You talk about value being stolen or lost in the game.. value had to be
created in the first place, and then agreed upon. Because people play
EVE for what it is, sometimes the time in that space has value, but
it's a contingent value that relies upon EVE remaining what it is. All
gain is relational. All assets and reputation are merely tools to get
others to do something similar to what you want. Because there are no
safety nets, reputation is the most valuable commodity in our little
You don't even have to scam to do things that are horrible to people. If you're into the RP of EVE, nobody is innocent. You can target miners or industrialists, or hire other people to do the same on an anonymous basis. You can be a gangster or a predatory lender, or be a ceo that takes in new players and basically farms them because of their generous and eager nature. All completely acceptable and in some cases, so common the players in question won't even mind or realize what's what. A huge swath of the playerbase has no imagination to do more than grind npcs or go semi-afk next to asteroids. Plenty of alliances use their members as a meal ticket with only the promise of npcs for the man hours they extract from them. Why should you feel bad about taking advantage of them? What ground do you stand on to condemn anyone else for doing so? Now if it's profitable to hunt them down, well go for it. However, you are probably going to make more money through a successful entrepreneurial venture that gives thoughtful and profit-oriented clients the ability to make more money if they pay you. They will walk a tightrope with no net if the potential reward is out there. They'll take a risk on the basis of [i]real[/i] trust.

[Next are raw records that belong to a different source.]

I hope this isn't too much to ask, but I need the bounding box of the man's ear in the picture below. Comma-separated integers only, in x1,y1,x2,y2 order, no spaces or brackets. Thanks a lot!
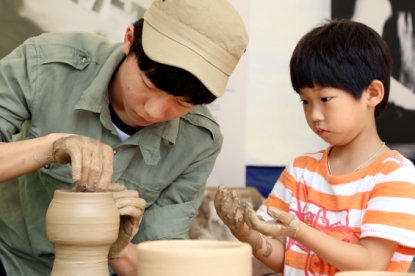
365,80,385,107
122,25,134,55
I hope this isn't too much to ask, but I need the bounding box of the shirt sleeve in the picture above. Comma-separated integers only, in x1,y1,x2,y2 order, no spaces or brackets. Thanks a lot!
361,158,415,251
132,134,222,243
0,39,37,142
256,158,297,221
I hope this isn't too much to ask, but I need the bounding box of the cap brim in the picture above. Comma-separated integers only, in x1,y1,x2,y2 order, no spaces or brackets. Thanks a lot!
142,21,229,97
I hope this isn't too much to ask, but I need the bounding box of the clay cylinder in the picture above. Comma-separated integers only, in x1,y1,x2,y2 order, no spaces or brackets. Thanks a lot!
46,190,120,276
137,240,252,276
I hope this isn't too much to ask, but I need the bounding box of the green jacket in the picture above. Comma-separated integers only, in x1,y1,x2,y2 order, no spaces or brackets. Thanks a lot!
0,33,223,276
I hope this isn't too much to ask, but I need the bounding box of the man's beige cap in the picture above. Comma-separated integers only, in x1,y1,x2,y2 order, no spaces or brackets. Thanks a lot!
142,0,249,97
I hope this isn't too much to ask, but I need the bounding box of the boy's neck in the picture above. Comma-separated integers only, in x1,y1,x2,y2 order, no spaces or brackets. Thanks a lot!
327,129,390,175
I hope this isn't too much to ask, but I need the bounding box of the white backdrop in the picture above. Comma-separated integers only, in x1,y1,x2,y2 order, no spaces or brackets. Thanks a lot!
246,0,331,166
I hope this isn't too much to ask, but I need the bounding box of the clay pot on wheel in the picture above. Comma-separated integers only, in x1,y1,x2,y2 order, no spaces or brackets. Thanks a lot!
46,190,120,276
137,240,252,276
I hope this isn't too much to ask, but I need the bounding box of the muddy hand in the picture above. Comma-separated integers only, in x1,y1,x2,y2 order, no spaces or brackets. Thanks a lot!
244,203,299,238
53,135,114,192
214,185,245,239
108,183,146,259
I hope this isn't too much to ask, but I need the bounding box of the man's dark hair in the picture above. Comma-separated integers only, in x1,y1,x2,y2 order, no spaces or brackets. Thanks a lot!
290,19,392,118
128,19,216,105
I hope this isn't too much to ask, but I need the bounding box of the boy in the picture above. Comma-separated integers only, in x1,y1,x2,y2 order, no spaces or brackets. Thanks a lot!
215,20,415,275
0,0,248,276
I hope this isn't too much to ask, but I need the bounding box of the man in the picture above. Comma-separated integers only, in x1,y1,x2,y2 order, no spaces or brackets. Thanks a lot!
0,0,248,275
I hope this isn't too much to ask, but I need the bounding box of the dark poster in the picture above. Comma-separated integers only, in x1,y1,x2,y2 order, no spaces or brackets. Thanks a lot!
331,0,415,162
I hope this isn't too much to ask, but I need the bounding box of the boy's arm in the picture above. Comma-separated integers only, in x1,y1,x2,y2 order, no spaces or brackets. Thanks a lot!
295,222,398,271
214,185,285,272
249,204,398,271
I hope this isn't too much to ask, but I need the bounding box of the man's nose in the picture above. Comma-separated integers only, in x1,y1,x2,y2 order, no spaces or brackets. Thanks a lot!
145,95,171,120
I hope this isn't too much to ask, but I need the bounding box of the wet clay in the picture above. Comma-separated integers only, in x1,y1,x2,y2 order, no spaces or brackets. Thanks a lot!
137,240,252,276
46,190,120,276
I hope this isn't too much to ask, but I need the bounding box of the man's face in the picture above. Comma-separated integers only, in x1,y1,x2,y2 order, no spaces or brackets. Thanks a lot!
109,56,194,129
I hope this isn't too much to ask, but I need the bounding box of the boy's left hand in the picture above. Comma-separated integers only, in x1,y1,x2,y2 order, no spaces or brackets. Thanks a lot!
244,202,300,238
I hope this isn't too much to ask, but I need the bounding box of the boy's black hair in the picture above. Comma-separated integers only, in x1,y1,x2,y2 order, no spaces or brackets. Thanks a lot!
290,19,392,118
128,19,216,105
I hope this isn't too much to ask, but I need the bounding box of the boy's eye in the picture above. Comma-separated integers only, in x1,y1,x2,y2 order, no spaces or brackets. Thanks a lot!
321,97,332,102
141,79,150,88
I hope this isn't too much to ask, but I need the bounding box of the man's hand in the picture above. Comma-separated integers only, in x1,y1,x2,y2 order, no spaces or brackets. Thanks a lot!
108,183,146,259
244,202,299,238
53,135,114,192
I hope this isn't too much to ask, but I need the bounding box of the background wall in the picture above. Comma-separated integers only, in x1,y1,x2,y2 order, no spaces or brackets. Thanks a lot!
0,0,415,196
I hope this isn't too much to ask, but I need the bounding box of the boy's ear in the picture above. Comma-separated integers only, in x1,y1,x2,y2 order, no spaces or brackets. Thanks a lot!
122,25,134,55
365,80,385,107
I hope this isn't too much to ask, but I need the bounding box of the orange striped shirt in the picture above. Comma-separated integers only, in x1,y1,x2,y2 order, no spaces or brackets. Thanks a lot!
257,148,415,275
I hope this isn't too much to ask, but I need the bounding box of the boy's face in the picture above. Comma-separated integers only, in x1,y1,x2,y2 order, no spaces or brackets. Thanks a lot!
299,87,373,145
109,56,194,129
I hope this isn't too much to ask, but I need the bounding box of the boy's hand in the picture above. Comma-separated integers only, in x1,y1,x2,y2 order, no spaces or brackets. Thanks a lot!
244,202,299,238
108,183,146,259
214,185,247,240
53,135,114,192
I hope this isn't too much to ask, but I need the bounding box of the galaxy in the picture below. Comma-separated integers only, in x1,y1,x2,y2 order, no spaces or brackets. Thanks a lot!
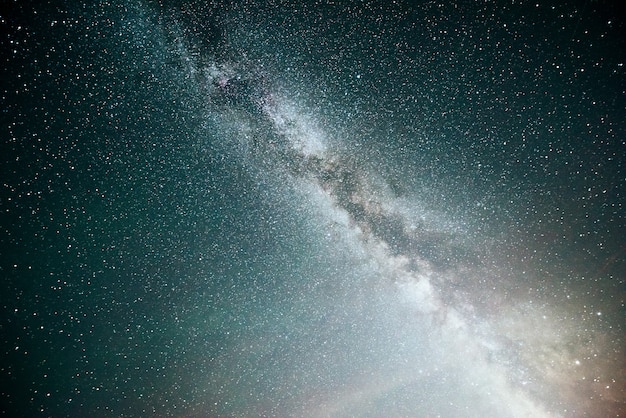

What sort of ventures are these? Well, when you get right down to it, new ventures are concieved everyday to make the life of an average player easier or more efficient through organization and specialization. The limit really stops at the player's imagination. Real entrepreneurs are like artists though. If you have the talent but not the vision, you're just going to emulate others. If you have the vision, and not the talent, then nobody is going to hear you. If you have both, then fate takes a hard look at you.